To our knowledge, all of the present patient’s household contacts were asymptomatic and disease-free based on clinical examination. However, subclinical leprosy cases might be overlooked due to a lack of resources and access to testing modalities other than clinical examination10,11. It has been reported that person-to-person transmission does not explain the patchy epidemiology of the disease because incident cases are often detected in persons with no known close contacts of leprosy12. Periodic evaluation of household contacts for longer periods even after treatment of the index case and use of laboratory testing modalities (e.g., PCR or IgM anti-phenolic glycolipid [PGL-I]) may contribute to earlier detection of subclinical cases10,11.

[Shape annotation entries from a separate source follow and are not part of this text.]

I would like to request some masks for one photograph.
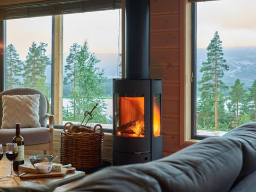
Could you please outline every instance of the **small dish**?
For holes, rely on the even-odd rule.
[[[37,155],[29,157],[29,160],[32,165],[37,163],[50,162],[52,160],[53,156],[51,155]]]
[[[39,173],[47,173],[52,170],[52,164],[49,162],[35,163],[35,167]]]

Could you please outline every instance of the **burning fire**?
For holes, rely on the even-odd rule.
[[[156,101],[157,98],[154,98],[154,136],[161,135],[161,114],[160,109]]]
[[[160,109],[154,98],[154,136],[161,135]],[[144,97],[121,97],[120,100],[119,125],[117,135],[127,137],[144,137]]]

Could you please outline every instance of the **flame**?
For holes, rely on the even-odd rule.
[[[154,98],[154,136],[161,135],[161,114],[160,108],[157,106],[157,98]]]
[[[144,137],[144,97],[121,97],[119,127],[117,136]],[[153,129],[154,136],[161,134],[161,111],[157,105],[157,98],[154,97]]]

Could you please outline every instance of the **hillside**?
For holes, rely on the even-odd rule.
[[[223,49],[223,58],[229,70],[225,71],[222,81],[228,86],[233,85],[239,78],[245,83],[244,88],[251,86],[256,79],[256,47]],[[199,70],[202,63],[207,59],[206,49],[197,50],[197,81],[202,77]]]

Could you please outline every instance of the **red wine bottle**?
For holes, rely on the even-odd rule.
[[[12,142],[17,143],[18,157],[13,161],[13,170],[18,171],[19,165],[24,164],[24,139],[20,135],[20,123],[16,123],[16,135]]]

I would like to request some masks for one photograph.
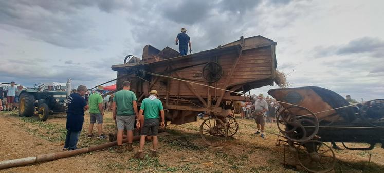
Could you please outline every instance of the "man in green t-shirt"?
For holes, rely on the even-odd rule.
[[[123,134],[124,128],[127,130],[128,136],[129,151],[133,150],[132,140],[133,133],[132,130],[135,125],[135,118],[137,118],[137,103],[136,96],[135,93],[130,91],[131,83],[125,81],[123,83],[123,89],[115,93],[112,102],[112,113],[113,119],[116,120],[117,126],[117,153],[122,153],[122,145],[123,144]]]
[[[139,112],[139,119],[141,119],[144,112],[144,125],[141,128],[140,138],[140,148],[139,151],[134,157],[135,159],[142,159],[144,158],[144,144],[145,142],[145,137],[147,135],[152,136],[152,156],[156,157],[157,149],[157,132],[159,130],[159,111],[161,114],[161,128],[165,126],[164,109],[162,107],[161,101],[157,99],[157,91],[152,90],[151,91],[149,97],[143,100],[141,106],[140,107]],[[140,127],[139,121],[136,124],[137,127]],[[151,130],[151,133],[149,133]]]
[[[103,116],[104,112],[103,109],[103,97],[100,93],[103,91],[98,88],[96,92],[93,93],[88,98],[88,105],[89,105],[89,127],[88,129],[88,138],[94,136],[92,134],[92,130],[94,128],[94,124],[97,123],[97,132],[99,136],[98,139],[105,139],[106,137],[103,134],[102,129],[103,127]]]

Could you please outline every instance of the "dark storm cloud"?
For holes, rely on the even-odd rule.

In conclusion, histoid leprosy is a rare presentation of LL that should be considered as a relevant differential diagnosis in endemic countries for patients presenting with skin nodules. Histopathological examination is needed for definitive diagnosis. Despite the low frequency of histoid leprosy among all leprosy cases, early diagnosis and appropriate treatment are crucial to mitigate the impact of these important reservoirs of resistant bacilli on the disease burden and spread worldwide.